A new start-up is building a platform to make foreign exchange trading in Singapore cheaper and faster for institutional investors.
Spark Systems has raised US$5 million (S$7.1 million) in funding and is already working with a major hedge fund to beta test its platform early next year.
It officially opened its offices at fintech hub Lattice80 in Robinson Road earlier this month.
Singapore is the world's third largest foreign exchange trading hub - after London and New York - and there are already many proprietary foreign exchange platforms here.
But these platforms come with high transaction costs. There is also no common one linking up all buyers and sellers, Spark Systems co-founder and chief executive Wong Joo Seng told The Straits Times.
Mr Wong was previously chief executive at a financial services firm, where he experienced "phenomenally high" transaction costs for foreign exchange trades.
"When we were dealing with firms whose trading volumes were in excess of several trillion dollars per year, total transaction costs can be $6 million to $7 million per trillion. This means that about 40 cents of every dollar earned is used to pay the market operator."
In addition, transaction flows from Singapore usually go to London, New York and Tokyo because of the lack of a marketplace here.
Sending an order to Tokyo, the nearest trading centre, takes about 60 milliseconds. This stretches to 200 milliseconds for London and New York - which can be an eternity when markets are volatile.
"On a volatile trading day when markets are responding to Brexit, or the US presidential elections, the instruction to deal might reach the bank after the price has expired. This raises the incidence of order rejection," he said.

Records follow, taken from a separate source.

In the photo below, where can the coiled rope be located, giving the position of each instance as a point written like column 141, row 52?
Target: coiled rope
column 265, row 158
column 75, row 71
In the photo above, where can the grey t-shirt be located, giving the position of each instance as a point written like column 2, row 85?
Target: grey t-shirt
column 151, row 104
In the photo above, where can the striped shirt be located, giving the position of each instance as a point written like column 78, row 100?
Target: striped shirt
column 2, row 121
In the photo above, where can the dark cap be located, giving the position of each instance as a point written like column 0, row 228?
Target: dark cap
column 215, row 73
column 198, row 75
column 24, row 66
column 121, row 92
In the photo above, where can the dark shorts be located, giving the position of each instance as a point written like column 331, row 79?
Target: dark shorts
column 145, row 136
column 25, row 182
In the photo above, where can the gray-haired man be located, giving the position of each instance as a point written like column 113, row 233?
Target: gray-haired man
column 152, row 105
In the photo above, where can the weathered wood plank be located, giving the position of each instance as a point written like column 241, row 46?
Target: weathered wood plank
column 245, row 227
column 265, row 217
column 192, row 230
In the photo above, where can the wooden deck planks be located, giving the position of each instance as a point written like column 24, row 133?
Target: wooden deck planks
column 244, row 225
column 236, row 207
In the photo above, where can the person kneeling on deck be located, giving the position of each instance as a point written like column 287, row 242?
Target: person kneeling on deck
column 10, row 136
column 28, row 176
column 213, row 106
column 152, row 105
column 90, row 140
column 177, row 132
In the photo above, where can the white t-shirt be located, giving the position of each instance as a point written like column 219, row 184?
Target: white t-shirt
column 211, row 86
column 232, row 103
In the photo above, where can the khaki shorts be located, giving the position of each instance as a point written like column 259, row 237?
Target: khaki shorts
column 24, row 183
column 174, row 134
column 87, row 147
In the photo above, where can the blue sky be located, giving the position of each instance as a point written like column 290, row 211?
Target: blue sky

A Singapore-based exchange would be able to process orders much more rapidly, added Mr Wong, who is also a partner at venture capital firm Vickers Venture Partners.

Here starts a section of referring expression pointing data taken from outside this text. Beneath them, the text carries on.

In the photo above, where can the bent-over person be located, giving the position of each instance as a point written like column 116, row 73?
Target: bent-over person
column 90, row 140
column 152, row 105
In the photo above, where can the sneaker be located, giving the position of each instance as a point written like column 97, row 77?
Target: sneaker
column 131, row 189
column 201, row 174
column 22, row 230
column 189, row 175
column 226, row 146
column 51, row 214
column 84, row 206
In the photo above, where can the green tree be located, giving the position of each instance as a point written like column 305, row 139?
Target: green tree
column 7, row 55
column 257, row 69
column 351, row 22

"Spark exists because we can do the same job cheaper, better and faster."
He co-founded the company with chief operations officer Jason Wang, previously head of institutional sales at KGI Futures, and chief technology officer Ye Ting Song, who joined from US hedge fund Pine River Capital Management.
Spark Systems aims to eventually develop a Singapore-based foreign exchange marketplace, said Mr Wong.

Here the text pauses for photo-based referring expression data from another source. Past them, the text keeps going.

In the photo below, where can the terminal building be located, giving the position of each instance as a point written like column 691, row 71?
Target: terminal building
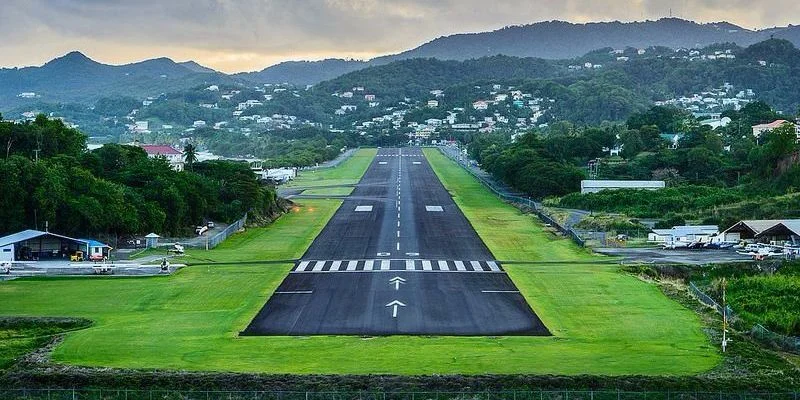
column 594, row 186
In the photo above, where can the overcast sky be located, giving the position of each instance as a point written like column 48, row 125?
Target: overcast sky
column 244, row 35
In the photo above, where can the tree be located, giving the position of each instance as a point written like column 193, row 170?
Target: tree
column 190, row 155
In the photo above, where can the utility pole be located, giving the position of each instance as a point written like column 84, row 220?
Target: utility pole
column 724, row 317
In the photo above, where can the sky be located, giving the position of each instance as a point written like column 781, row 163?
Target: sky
column 248, row 35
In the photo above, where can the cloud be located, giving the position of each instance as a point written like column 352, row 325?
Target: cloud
column 246, row 34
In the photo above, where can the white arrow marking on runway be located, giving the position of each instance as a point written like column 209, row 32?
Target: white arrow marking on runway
column 394, row 306
column 396, row 281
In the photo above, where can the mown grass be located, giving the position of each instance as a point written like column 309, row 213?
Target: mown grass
column 604, row 322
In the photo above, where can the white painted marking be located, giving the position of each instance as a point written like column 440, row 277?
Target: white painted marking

It will do this by building private platforms for hedge funds and the bankers they work with, and then linking these platforms to create a network.
"There are many private platforms around now but they can't communicate with one another. On a Spark Systems network, when we have sufficient numbers of private platforms on board we can interconnect them all together and in so doing create one of the largest forex networks in the world," he added.
The company, which has also received a grant from the Monetary Authority of Singapore, plans to bring its solution to the market by the middle of next year.